对于这位代总镖头宁远山的大弟子,镖局众人已经十分熟悉了,不少地方都传出疑惑的声音。
一来他们没有想到严峥竟然会在这个时候出现在这里,而且还是被人推着进来的;
再者刚才宁远山刚刚说宁小苗已经许配给了严峥,转眼之间严峥就出现在了这里,这还真是有点巧合。
不过想到刚才龚少英的冷笑声,宁远山和宁远河兄弟二人不由对视了一眼,都从对方眼眸之中看到了一丝不安。
“该来的终究还是来了!”
还得是不远处的秦阳眼神微微闪烁,此刻严峥的现身,无疑是让他之前的那些猜测化为了现实。
就算这个时候龚少英还没有说此事的前因后果,但秦阳已经将对方接下来想要做的事,猜了个八九不离十。
果然龚家并不是省油的灯,显然早就知道严峥暗中偷拿货物的事,就等着在今天这个场合发作呢。
秦阳对山河镖局的事其实并不关心,更对那个严峥从来没有好感,此人自己手脚不干净,被人教训了也是咎由自取。
可秦阳无法忽视宁小苗这个救命恩人,而宁小苗肯定也不可能眼睁睁看着自己的亲人受辱,这无疑让秦阳有些头疼。
不过现在嘛,还是先看一看事态的发展再说吧。
以秦阳现在的精神力强度,只要不是达到无双境的强者出手,他都能轻松应对。
至少眼前这个龚少英或者说其他的龚家护卫,哪怕是之前见过的那个龚家三爷躲在暗中,秦阳都不会有太多忌惮。
而且现在还是在这众目睽睽之下,想必龚家想要对宁家动手,也需要先占住道理,未必就没有转圜的余地。
“见过少英公子!”
被奇宝阁掌柜廖诚推搡着走进院子的严峥,第一时间并没有向自己的师父和师叔行礼,而是对着龚少英弯腰躬身,态度要恭敬有多恭敬。

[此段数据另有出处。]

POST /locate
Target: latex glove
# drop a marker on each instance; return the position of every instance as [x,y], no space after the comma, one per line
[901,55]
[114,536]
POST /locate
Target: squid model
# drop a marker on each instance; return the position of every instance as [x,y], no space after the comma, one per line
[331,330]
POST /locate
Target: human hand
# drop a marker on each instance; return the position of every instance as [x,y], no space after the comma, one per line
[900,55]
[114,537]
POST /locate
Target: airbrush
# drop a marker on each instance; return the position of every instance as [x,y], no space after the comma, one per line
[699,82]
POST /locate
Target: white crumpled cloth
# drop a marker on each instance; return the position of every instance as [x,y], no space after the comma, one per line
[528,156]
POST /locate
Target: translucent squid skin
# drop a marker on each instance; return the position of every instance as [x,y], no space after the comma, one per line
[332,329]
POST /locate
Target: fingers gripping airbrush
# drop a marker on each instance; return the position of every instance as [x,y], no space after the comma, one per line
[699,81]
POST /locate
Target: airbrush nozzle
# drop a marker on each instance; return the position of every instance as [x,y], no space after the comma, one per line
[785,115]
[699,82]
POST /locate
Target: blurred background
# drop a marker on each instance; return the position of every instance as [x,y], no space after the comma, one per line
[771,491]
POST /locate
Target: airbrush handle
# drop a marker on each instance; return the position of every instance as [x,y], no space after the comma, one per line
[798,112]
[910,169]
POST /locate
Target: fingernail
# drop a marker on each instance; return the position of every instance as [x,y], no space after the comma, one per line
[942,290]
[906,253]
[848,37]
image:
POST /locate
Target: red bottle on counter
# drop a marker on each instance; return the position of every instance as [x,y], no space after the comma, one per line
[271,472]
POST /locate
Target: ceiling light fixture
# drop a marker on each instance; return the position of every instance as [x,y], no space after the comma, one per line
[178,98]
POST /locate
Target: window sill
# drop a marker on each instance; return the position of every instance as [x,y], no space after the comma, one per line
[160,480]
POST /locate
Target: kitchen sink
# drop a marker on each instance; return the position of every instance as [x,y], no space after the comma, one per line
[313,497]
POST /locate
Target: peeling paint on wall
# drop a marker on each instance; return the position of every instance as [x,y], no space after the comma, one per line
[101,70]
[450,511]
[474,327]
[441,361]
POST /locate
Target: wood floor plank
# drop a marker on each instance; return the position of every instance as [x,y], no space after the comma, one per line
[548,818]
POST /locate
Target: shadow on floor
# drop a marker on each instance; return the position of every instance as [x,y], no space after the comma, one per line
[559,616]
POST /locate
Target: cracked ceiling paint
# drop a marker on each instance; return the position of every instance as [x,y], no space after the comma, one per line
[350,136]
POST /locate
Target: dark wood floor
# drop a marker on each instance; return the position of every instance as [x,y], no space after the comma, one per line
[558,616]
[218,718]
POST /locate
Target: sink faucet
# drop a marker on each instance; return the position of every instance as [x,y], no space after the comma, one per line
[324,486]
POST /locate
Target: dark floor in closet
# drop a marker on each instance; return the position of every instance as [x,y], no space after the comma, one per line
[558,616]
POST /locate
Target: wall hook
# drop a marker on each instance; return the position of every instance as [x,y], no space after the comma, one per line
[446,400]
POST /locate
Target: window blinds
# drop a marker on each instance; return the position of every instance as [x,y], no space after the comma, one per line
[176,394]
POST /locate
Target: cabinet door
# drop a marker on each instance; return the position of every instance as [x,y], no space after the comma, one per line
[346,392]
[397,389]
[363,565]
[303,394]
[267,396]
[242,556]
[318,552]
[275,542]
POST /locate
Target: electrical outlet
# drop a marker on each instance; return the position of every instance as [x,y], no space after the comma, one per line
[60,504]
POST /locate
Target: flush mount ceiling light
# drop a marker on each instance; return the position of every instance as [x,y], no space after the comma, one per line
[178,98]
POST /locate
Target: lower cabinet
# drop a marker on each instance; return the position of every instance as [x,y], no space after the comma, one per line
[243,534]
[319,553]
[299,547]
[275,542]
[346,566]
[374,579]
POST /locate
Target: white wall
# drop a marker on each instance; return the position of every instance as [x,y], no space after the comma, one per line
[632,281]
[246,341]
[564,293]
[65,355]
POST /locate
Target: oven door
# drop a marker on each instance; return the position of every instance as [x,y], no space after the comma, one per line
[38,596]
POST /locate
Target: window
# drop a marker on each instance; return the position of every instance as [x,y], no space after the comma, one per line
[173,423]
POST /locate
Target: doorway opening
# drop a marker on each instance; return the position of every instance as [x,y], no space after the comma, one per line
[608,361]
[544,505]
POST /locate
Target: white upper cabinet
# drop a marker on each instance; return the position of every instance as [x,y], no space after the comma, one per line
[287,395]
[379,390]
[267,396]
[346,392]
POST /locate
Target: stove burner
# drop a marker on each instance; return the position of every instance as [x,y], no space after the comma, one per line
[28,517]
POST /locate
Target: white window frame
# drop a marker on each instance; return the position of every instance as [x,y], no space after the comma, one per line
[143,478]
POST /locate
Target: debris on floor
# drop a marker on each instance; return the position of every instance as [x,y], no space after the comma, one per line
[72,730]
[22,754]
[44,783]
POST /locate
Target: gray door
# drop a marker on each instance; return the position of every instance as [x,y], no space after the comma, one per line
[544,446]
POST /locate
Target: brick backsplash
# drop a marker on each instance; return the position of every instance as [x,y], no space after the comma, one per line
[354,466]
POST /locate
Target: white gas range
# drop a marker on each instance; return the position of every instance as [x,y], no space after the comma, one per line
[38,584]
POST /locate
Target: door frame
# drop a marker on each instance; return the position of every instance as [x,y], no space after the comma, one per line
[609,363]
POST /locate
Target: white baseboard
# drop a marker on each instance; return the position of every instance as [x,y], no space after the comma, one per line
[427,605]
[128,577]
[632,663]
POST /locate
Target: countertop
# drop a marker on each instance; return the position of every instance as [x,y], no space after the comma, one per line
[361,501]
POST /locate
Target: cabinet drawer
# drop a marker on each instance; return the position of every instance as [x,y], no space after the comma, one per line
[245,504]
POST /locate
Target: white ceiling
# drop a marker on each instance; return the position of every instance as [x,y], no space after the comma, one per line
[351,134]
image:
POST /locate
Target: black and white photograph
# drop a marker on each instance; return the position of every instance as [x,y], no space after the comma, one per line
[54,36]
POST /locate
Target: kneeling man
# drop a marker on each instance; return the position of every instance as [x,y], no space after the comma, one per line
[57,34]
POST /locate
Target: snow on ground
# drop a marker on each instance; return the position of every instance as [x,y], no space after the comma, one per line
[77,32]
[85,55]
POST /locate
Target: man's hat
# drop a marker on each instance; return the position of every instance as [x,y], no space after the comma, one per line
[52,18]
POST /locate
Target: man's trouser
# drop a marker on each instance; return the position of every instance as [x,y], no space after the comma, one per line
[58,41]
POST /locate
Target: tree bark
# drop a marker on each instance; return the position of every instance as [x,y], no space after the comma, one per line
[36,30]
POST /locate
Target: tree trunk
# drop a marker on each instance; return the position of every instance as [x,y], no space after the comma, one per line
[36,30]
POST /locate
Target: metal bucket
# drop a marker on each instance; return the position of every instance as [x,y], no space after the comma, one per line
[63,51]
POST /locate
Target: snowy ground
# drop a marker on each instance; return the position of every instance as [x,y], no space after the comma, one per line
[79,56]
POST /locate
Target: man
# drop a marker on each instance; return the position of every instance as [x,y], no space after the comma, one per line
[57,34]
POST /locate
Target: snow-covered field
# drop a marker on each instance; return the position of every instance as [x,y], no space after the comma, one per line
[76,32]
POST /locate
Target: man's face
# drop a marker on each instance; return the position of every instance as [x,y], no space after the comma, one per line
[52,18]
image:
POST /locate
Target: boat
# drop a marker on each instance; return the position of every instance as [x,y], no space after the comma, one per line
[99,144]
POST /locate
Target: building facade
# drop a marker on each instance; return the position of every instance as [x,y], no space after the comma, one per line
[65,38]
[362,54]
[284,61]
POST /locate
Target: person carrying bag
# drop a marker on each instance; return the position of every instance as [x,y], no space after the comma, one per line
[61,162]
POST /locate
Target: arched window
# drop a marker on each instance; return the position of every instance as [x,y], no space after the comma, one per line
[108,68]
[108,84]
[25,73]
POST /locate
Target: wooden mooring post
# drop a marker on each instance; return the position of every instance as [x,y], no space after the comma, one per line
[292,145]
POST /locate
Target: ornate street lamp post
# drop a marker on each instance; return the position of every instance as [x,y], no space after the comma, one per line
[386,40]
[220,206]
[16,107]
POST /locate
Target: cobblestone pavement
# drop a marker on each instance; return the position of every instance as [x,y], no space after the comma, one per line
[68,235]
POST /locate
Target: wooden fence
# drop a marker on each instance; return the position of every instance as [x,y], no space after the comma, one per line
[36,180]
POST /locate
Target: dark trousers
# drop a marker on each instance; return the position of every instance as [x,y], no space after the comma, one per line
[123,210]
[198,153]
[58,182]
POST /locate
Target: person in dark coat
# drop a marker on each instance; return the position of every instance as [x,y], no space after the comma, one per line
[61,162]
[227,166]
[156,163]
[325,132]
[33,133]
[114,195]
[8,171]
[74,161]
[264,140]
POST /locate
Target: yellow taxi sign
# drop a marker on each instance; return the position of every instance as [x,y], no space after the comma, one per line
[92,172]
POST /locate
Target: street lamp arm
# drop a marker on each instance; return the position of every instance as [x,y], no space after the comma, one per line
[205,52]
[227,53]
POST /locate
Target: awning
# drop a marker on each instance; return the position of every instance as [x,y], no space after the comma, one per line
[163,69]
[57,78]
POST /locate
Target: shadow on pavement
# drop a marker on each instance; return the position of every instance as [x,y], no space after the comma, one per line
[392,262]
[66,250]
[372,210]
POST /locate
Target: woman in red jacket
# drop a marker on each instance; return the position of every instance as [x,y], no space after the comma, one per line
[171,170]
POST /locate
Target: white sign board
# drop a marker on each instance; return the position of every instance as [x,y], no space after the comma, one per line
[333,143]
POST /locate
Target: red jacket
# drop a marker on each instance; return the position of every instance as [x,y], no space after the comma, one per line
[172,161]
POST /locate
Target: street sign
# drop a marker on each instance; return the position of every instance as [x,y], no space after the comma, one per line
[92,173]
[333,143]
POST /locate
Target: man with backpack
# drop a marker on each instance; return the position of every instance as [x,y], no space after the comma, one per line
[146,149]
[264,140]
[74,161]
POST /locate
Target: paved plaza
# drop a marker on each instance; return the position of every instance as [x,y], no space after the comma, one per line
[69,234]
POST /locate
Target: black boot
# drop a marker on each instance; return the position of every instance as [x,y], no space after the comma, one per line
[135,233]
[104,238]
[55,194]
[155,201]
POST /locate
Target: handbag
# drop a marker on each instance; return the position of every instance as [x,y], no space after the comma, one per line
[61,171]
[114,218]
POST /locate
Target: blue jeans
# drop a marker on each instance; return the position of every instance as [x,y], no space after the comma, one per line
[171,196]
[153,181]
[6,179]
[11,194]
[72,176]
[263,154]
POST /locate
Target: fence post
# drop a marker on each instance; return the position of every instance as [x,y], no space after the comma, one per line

不少人都能感应到严峥气息有些萎靡,衣袍好像也有不少破烂之处,似乎是受了什么严重的伤势,这让他们若有所思。
这边的宁远山下意识皱起了眉头,心头没来由地生出一个念头,不由暗骂龚家太过卑鄙无耻。
在宁远山看来,昨晚严峥在广元郡城玩耍的时候,可能被龚家下了套,又因为实力不济,吃了龚家的大亏。

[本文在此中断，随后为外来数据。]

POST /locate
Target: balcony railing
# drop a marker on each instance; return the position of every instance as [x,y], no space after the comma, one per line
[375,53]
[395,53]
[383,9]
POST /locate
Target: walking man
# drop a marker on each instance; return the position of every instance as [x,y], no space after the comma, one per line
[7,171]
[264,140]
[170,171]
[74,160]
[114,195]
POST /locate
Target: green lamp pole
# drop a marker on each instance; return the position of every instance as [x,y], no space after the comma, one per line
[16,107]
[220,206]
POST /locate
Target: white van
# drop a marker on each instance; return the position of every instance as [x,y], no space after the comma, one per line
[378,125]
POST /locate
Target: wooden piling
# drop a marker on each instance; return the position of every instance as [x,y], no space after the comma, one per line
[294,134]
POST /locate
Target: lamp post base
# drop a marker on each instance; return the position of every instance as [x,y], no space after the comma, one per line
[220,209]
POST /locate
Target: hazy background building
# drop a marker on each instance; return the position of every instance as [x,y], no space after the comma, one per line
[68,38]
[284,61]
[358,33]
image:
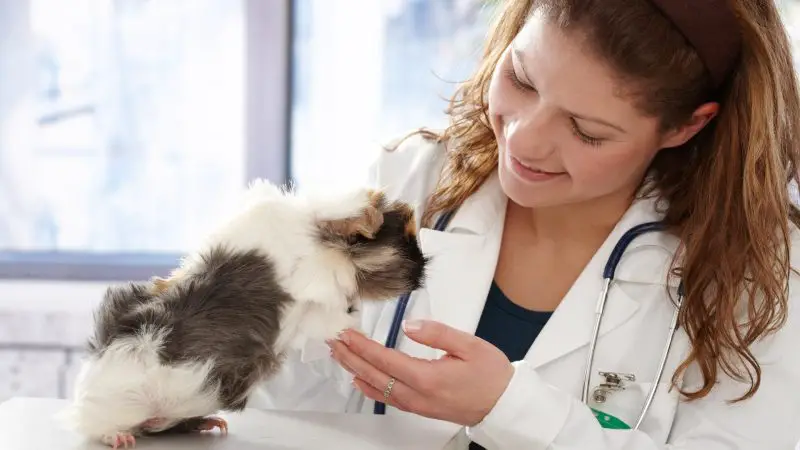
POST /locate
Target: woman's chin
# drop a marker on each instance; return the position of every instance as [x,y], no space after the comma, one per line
[533,195]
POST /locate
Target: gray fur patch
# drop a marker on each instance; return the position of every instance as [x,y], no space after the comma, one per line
[229,310]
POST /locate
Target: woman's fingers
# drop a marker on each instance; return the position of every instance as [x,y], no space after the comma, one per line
[373,382]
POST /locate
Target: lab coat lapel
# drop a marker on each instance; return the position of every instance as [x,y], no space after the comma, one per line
[463,258]
[570,327]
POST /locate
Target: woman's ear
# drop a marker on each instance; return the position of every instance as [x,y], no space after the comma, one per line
[700,118]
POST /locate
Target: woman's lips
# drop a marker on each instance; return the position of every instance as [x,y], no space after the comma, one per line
[532,174]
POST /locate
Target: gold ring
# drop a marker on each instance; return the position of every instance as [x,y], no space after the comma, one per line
[388,391]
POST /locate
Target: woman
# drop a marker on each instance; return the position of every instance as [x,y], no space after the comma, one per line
[586,118]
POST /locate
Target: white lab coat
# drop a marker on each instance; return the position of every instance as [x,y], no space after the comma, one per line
[541,408]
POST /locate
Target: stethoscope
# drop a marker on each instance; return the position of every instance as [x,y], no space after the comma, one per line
[608,276]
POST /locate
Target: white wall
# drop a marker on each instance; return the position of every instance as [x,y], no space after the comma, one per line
[45,315]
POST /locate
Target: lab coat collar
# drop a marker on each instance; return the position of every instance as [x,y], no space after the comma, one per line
[464,257]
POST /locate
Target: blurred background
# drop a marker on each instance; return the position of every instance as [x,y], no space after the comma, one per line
[128,126]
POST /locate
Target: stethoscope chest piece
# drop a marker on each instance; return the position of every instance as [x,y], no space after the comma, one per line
[614,382]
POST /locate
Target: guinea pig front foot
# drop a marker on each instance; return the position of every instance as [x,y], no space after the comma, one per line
[120,439]
[209,423]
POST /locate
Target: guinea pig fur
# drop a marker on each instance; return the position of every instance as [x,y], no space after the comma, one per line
[286,268]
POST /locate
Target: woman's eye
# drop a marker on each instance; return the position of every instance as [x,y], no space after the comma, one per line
[512,76]
[585,138]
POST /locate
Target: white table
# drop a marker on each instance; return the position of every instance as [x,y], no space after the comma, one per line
[29,424]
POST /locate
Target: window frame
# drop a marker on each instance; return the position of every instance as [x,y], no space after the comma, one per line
[268,56]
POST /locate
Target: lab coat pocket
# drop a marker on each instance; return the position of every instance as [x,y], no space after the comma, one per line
[621,409]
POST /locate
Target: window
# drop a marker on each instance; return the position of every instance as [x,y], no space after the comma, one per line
[126,126]
[368,72]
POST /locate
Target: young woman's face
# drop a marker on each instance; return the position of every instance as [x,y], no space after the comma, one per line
[564,132]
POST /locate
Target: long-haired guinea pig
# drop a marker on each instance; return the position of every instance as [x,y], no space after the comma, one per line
[286,268]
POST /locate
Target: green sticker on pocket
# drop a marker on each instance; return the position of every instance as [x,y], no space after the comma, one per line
[608,421]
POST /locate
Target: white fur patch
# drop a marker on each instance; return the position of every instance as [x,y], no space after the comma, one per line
[127,385]
[283,226]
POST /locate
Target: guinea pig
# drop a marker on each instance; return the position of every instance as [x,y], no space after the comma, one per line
[167,354]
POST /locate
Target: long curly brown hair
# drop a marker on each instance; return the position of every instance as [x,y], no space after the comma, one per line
[726,190]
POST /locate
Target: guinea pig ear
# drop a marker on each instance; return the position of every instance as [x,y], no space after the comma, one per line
[366,223]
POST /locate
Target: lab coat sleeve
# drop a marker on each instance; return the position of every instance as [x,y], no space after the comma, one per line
[532,414]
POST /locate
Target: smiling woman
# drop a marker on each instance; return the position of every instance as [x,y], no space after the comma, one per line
[586,120]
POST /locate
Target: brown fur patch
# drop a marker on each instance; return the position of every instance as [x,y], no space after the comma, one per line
[366,224]
[159,285]
[411,221]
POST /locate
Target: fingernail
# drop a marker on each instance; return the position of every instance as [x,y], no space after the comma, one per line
[344,337]
[412,325]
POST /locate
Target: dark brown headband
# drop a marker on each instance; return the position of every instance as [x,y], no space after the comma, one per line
[711,28]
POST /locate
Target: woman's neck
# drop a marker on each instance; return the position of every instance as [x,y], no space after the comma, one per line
[573,223]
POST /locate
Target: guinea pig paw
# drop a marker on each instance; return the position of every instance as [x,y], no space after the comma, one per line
[120,440]
[209,423]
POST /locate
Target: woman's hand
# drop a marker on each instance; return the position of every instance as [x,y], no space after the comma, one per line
[461,387]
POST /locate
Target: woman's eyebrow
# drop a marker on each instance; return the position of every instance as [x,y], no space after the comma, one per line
[519,55]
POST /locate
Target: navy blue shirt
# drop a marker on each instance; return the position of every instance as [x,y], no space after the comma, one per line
[509,327]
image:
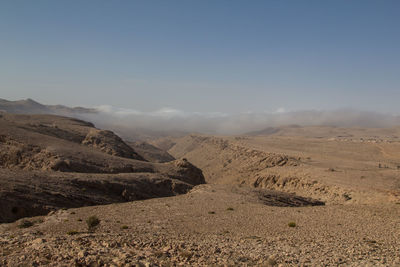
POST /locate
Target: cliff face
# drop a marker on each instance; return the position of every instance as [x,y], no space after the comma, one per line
[50,162]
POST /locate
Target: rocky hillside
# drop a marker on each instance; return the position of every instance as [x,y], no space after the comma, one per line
[49,162]
[284,164]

而龚家之所以这么做,想来还是为了龚家英今日的所作所为做铺垫,其真正的目的还是想要强娶他宁远山的宝贝女儿。
“龚少英,你这就有点过分了吧?”
由于心中的先入为主,宁远山打心底深处觉得是龚家手段卑劣,所以他的口气再也无法保持淡定,而是直呼其名。
听得宁远山的这句话,镖局众人都是对着龚家之人怒目而视,显然是跟代总镖头想到一起去了。

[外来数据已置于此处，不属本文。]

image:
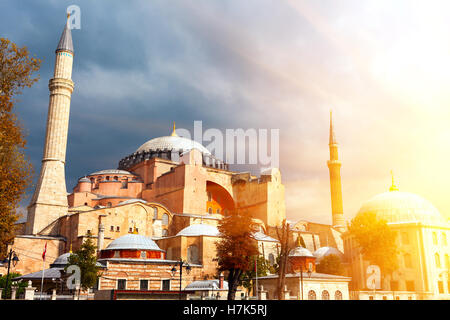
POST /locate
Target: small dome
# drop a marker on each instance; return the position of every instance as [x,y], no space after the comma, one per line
[62,260]
[172,143]
[199,230]
[300,252]
[111,171]
[326,251]
[133,242]
[395,207]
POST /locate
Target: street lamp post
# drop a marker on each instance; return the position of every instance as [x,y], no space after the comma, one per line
[8,260]
[174,270]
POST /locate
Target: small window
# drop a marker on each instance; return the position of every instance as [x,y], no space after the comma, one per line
[143,284]
[165,284]
[121,284]
[410,285]
[441,286]
[437,260]
[165,219]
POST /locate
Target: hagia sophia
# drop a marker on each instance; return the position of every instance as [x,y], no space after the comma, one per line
[155,209]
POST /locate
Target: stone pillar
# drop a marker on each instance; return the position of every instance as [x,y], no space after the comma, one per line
[13,293]
[29,291]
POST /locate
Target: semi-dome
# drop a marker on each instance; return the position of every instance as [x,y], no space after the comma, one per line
[396,207]
[326,251]
[174,143]
[300,252]
[133,242]
[199,230]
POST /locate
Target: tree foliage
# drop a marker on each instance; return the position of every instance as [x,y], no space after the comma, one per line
[235,249]
[330,264]
[85,259]
[6,294]
[375,240]
[16,73]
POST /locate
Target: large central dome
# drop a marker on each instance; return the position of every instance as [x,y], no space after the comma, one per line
[398,207]
[174,143]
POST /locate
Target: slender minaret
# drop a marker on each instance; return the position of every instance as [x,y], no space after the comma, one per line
[49,201]
[334,165]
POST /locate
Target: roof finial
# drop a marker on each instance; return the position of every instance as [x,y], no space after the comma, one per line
[332,136]
[174,134]
[393,186]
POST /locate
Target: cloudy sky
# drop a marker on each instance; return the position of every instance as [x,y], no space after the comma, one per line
[383,67]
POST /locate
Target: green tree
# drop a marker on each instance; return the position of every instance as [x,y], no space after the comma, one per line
[235,249]
[16,73]
[85,259]
[284,235]
[6,294]
[262,268]
[330,264]
[375,240]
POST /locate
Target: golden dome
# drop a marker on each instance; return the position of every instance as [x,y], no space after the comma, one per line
[402,207]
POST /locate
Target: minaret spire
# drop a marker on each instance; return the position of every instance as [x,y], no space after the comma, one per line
[334,166]
[49,201]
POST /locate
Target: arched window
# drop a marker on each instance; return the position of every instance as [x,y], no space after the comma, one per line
[437,260]
[193,254]
[407,260]
[325,295]
[165,219]
[271,259]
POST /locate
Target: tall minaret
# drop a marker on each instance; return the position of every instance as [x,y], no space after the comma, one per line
[334,165]
[49,201]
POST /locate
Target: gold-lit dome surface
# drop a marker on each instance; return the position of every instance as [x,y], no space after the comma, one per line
[397,207]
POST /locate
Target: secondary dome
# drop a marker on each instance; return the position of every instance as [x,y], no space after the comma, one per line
[199,230]
[174,143]
[326,251]
[133,242]
[395,207]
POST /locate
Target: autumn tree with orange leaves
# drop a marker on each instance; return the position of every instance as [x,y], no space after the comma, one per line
[236,249]
[16,73]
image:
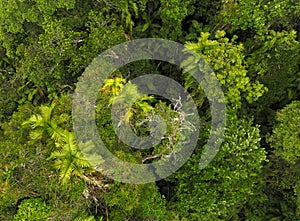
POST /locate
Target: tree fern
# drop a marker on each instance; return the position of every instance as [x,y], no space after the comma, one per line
[69,160]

看着镖局众人的怒色,旁观的一部分人心思也转得极快,当下都在心头暗暗腹诽龚家行事太过分。
要严峥真是宁小苗的未婚夫,那龚家拿捏住了严峥,再让其知难而退的话,那龚少英再迎娶宁小苗也就名正顺了。
“我说宁镖头,你恐怕到现在也不知道到底发生了什么事吧?”
听得宁远山的质问,龚少英也没有生气,甚至脸上依旧有一抹似笑非笑的神色,口中的问题,让宁远山脸上怒意更甚。
“严峥,你过来!”
宁远山没有理会龚少英,而是对着严峥招了招手,沉声说道:“既然回来了,那就什么也不要怕,为师会为你作主!”
不得不说宁远山对这个大弟子确实看重,再加上心中的先入为主,他认定严峥是被龚少英欺负了,所以才会是现在这副模样。
可山河镖局也不是什么可有可无的小门小户,那也是有上百号人的大镖局,现在又是大庭广众之下,龚家总不能不讲道理仗势欺人吧?
“严峥,你过来啊!”
然而下一刻在看到严峥身形纹丝不动的时候,就连宁远河也忍不住叫了一声,却依旧不闻严峥的回应。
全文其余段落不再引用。